Performance analysis of the structured product market over the past 10 years has revealed the products that caused losses for investors and where the market needed to improve.

The analysis, published by StructuredProductReview.com, provides in-depth insight and macro-analysis of the 4,444 products launched in the decade from 2010-2019, including annualised performance data by product type of the 3,895 that matured in the period.

It specifically focusses on the 60 products that made losses for investors during the decade and what can be learned from them. Key issues were caused by American barriers – which track the benchmark throughout the investment period and which meant if the index fell below a certain point during the investment period capital was lost – and products using baskets of stocks and alternative indices.

Commenting on the reports findings, Ian Lowes, founder of StructuredProductReview.com points out that 60 loss-making products out of close to 3,900 maturities “is a formidable record for the sector – which has performed consistently well and rarely disappointed despite the periods of market volatility over the past decade” but that the market had learned lessons during the decade, in particular where change needed to happen to make structured products more investor and adviser friendly.

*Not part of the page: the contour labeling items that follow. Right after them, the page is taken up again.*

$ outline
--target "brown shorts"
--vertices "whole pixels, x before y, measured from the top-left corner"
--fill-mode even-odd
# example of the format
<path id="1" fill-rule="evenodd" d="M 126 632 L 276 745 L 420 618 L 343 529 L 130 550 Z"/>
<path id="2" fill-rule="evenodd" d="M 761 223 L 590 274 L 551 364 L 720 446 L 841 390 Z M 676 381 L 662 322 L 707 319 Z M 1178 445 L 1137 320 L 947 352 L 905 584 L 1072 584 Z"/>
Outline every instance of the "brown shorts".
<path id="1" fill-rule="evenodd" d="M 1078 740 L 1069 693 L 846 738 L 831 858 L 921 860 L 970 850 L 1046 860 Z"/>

“Change has occurred,” he says. “The current market has moved away from the characteristics highlighted, such as American capital protection barriers and baskets of individual stocks. These days the majority of products have the familiar FTSE 100 as the underlying benchmark and they use European end-of-term capital protection barriers.

“Also, there has been a move to longer duration autocalls, which has repositioned market risk, as their maximum investment term is 8-10 years rather than 5-6 years previously, which means they are far more likely to deliver a positive outcome for investors.

“This 10 year Review clearly illustrates why advisers and investors should be using structured products. It also shows where the sector’s fallibilities lay and how the structured product market has adapted and changed to provide better investments for investors.”

The Review is a supplement to a recently published in-depth Review of the sector covering the last decade by Lowes Financial Management.

* View the supplementary data and loss analysis click here

* Access the full Review of the Decade click here

Characteristics of loss making products:

  • Some of the loss-making products launched before the Financial crisis and so suffered from that event for various reasons, while three were restructured mid -term by the provider to protect against potential counterparty default, which led to a loss.
  • They used an American capital protection barrier rather than a European barrier, which meant if the index fell below a certain point during the investment period capital was lost. Had a European barrier been used, which is measured at the end of the investment, a loss would not have occurred with these products.
  • They used an alternative single index – such as the Euro Stoxx 50, or Nikkei 225 – and an American barrier.
  • They were linked to emerging market or oil indices.
  • They were share linked plans or linked to baskets of commodities.